O’Leary, who misses the “freedom” of life in New York, said despite the financial difficulties they face on a day to day basis, they love the “security of having family nearby” and wouldn’t consider moving back to the U.S.

“We’ll struggle on and get through it like everyone else,” she said optimistically.

Brendan O’Donovan, 36, lived in Boston for 10 years before returning to Co. Tipperary in 2006.

O’Donovan, a carpenter by trade, spent most of 2006 and 2007 working with family and “made a few pounds.”

O’Donovan, who moved back to Ireland because his girlfriend at the time wanted to, told the Irish Voice that his first year and a half back home was a success.

“I really thought I’d made the right decision.  I was bringing home anywhere between €800 and €1,000 a week and for Ireland that was great,” said O’Donovan.

Today the Co. Tipperary man is lucky to make €300 a week.

“I am lucky to get two jobs a week and that just about keeps me going. There are some weeks, if I’m being honest, I could spend looking out the window because it’s that quiet,” he said.

O’Donovan, who “was lucky to have bought a house before the prices of houses went through the roof,” has a mortgage “that is manageable,” but recently had to sell his Jeep and downgrade to a smaller car.

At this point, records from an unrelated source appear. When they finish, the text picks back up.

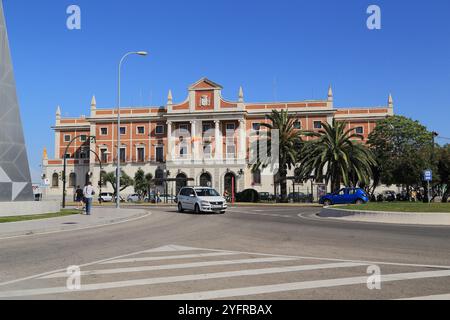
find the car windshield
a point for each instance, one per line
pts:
(207, 193)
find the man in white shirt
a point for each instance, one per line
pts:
(88, 194)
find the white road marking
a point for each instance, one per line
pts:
(265, 214)
(343, 260)
(443, 297)
(174, 279)
(168, 248)
(172, 267)
(185, 256)
(239, 292)
(78, 229)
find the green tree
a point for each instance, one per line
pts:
(337, 155)
(402, 148)
(125, 180)
(290, 139)
(149, 182)
(140, 183)
(443, 165)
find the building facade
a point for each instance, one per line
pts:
(204, 140)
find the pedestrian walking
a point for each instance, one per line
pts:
(88, 194)
(158, 197)
(79, 197)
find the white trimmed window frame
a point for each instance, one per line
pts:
(137, 153)
(137, 130)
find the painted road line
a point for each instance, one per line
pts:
(296, 286)
(79, 229)
(443, 297)
(185, 256)
(173, 279)
(167, 248)
(173, 267)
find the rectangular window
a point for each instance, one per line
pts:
(141, 130)
(160, 154)
(104, 155)
(159, 129)
(140, 154)
(231, 127)
(183, 128)
(231, 151)
(206, 128)
(123, 155)
(207, 150)
(183, 151)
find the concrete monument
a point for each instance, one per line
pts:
(15, 179)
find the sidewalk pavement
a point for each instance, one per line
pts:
(99, 217)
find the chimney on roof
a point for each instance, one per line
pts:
(330, 94)
(93, 103)
(390, 101)
(241, 95)
(170, 98)
(58, 114)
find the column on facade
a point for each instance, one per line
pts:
(219, 141)
(194, 140)
(242, 140)
(170, 144)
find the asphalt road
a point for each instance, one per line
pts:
(248, 253)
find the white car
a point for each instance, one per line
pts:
(200, 200)
(133, 198)
(105, 197)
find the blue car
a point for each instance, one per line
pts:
(345, 196)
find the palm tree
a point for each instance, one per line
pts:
(289, 142)
(336, 156)
(125, 180)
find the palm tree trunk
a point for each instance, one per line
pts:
(283, 185)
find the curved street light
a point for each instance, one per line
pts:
(118, 173)
(93, 139)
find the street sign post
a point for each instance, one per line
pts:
(428, 177)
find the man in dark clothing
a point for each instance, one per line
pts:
(79, 198)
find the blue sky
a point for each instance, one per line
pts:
(302, 46)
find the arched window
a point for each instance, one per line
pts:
(159, 175)
(73, 180)
(257, 177)
(55, 180)
(181, 182)
(205, 180)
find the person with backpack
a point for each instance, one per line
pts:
(79, 197)
(88, 194)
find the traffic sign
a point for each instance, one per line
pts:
(428, 175)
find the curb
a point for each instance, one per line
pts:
(103, 223)
(405, 218)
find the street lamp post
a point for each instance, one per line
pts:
(92, 138)
(140, 53)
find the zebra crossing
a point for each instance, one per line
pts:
(185, 273)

“In America I was used to a fairly decent income, I had two cars on the road, a lovely apartment that we rented and I can safely say about five holidays a year,” he said.

“In Ireland the farthest I’ve been in two years is a wedding in Dublin.”

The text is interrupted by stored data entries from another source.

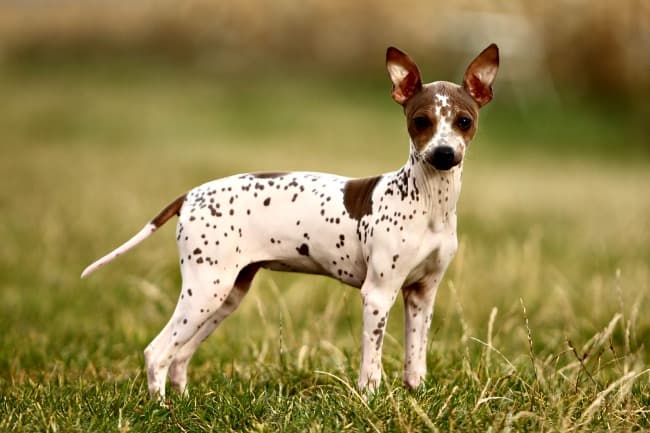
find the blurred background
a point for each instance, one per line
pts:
(110, 109)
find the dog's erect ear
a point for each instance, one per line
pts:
(404, 74)
(481, 73)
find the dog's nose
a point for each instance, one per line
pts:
(443, 158)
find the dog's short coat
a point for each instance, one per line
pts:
(384, 234)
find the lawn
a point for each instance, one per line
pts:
(539, 325)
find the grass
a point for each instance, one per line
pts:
(539, 324)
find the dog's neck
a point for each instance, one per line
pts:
(436, 190)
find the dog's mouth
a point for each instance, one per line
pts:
(443, 158)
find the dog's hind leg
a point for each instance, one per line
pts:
(202, 295)
(178, 368)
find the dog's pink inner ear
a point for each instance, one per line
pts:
(479, 91)
(404, 74)
(481, 74)
(406, 88)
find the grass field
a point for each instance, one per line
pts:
(540, 323)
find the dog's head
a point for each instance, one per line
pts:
(442, 117)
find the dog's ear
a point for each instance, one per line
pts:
(404, 74)
(481, 73)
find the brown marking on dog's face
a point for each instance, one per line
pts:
(357, 196)
(172, 209)
(269, 175)
(440, 105)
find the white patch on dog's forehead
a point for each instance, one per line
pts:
(443, 100)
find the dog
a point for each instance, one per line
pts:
(383, 234)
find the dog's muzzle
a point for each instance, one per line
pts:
(442, 158)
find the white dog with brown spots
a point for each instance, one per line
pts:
(386, 234)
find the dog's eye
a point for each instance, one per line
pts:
(464, 123)
(421, 122)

O’Donovan said he “can’t return” to the U.S. because of visa issues, but in the morning, “hand on my heart” if a visa opportunity arose, he would be on the “next plane out of Ireland.”

Rita Delaney, from Co. Offaly, also lived in Boston for 17 years before returning to Ireland in September.

“It was now or never,” Delaney told the Irish Voice on Tuesday.

“It’s something I’ve always said I wanted to do -- and the longer you stay away the harder it is to move back so I felt it was the right time,” she said.

After losing her job here in the administration field Delaney, 50, made the life changing decision to return to Ireland, a country she now realizes “is a complete mess.”

“I guess I always had this fantasy of living back in Ireland and it being wonderful, but I haven’t had much of that lovie dovie feeling recently,” jokes Delaney, while saying it’s pouring rain outside and everything looks grim.

“There are so few jobs it’s really not great here,” she said.

While actively searching for a job on a daily basis, Delaney, who paid years of taxes while working in Ireland before moving to Boston when she was 33, assumed she would be entitled to the job seekers allowance the Irish government provides, about $260 a week.

“I was told because I didn’t have habitual residency that I wasn’t entitled to any money,” she said.

Habitual resident means you must be living in Ireland for a certain number of years before being granted social welfare payments.  Community welfare officers in the case of supplementary welfare allowance will decide whether a person satisfies the habitual residence condition.

Delaney was told she needed to be in the country two-plus years before qualifying.

“It’s just ridiculous, and what’s worse is that the people in the social welfare offices were so rude and basically told me to go back to Boston,” she said.

Since her return Delaney has been staying with friends in Dublin and living on what little savings she made in the U.S.  She has been actively pursuing a job but to date has not had any luck finding something.

Delaney is currently appealing the job seekers allowance issue and hoping that her case will be reviewed sooner rather than later.
“I really want to stay here but who knows, in two weeks I may be all set to go back to Boston,” she said.